Dovetailing nicely into this is the File Alteration Reporting Tool,
which looks for files that have been changed that you didn't expect
changes on. Using FART is not required for IBS to be very useful,
but at least as implemented here, FART is dependant upon IBS.
Note that what I'm providing here is a set of sample scripts based on
lessons learned over almost 20 years of using this process. This is
not being presented as a "finished product". No appology is made for
this -- every environment is different in some ways, and at some point
it is easier to just implement a system that does exactly what you
want than to crow-bar an off-the-shelf solution into your needs.
If you are after a turn-key solution, you should probably look elsewhere.
I'm interested. Tell more
What this system does well:
- Incremental backups: After the first backup, all backups should be
purely incrementals from the backup before.
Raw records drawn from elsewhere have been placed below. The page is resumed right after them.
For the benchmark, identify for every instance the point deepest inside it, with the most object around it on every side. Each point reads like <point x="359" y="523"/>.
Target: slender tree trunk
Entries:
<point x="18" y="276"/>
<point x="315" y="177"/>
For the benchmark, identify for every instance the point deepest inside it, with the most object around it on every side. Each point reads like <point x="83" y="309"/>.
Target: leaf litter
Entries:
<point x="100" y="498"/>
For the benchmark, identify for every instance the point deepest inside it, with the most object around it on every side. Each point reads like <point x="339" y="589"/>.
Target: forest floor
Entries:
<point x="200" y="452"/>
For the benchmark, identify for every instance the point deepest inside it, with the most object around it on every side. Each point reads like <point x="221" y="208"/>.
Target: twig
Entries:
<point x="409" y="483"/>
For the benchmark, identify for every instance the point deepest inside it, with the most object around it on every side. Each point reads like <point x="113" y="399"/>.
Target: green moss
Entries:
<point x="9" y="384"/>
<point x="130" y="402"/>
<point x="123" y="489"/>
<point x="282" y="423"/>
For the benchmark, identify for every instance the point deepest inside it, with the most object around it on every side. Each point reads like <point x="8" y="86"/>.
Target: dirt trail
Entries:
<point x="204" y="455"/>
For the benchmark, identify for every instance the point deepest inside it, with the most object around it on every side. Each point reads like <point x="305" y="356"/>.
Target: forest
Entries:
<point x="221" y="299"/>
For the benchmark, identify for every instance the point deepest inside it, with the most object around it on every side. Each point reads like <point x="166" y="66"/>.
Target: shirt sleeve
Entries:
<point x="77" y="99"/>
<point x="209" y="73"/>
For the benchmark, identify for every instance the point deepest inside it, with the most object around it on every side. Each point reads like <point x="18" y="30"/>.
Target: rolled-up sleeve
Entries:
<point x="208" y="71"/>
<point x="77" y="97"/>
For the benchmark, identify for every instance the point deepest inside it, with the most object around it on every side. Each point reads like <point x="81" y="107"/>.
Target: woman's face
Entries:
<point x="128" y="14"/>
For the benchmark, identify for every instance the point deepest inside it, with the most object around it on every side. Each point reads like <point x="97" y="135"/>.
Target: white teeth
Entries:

- "rsync" and "ssh" are the backup client on the remote system being
backed up. Most Unix-like OSs either include these tools or have them
readily available for installation.
- Disk-based backups. Cheap media, cheap systems they attach to.
- Minimal network traffic
- Efficent use of disk space -- store many backups in a modest amount of
space.
- Incredibly useful backups. Most backups are pretty much useless until
you need to restore data, you will find these IBS backups are something you
refer to regularly. This has potential security issues, but also means
that your IBS system will be maintained and used -- unlikely to go looking
for a backup and find out the system died a month ago and no one noticed.
I've also found that while these systems often start out being wedged into
a corner of a machine with some extra disk space, after a while, the utility
of this system ends up justifying the maintenance and upgrade of the IBS
system.
- Good protection from ransomware attacks -- no code from the machines
being backed up is run on the server, so a ransomware attack on the machine
being backed up should not be a problem on the backup server.
In fact, if your backup size and time suddenly explode on you, that may
be an indication that a ransomeware attack just tookk place, changing
huge qantities of what should be "stable" files.
IF the backup server is a different (and incompatible) Unix version than
the backed up systems, this probably becomes "very good protection",
however, it is potentially possible to infect the backup server separately.
- Saving a backup for more than the standard rotation is trivial --
just rename the backup directory to something that is non-standard and it
is effectively pulled out of the rotation.
Don't forget to put a replacement in, though!
- Can make backups of very old systems. If the system to be backed up
has or can have any version of rsync installed, this system can work.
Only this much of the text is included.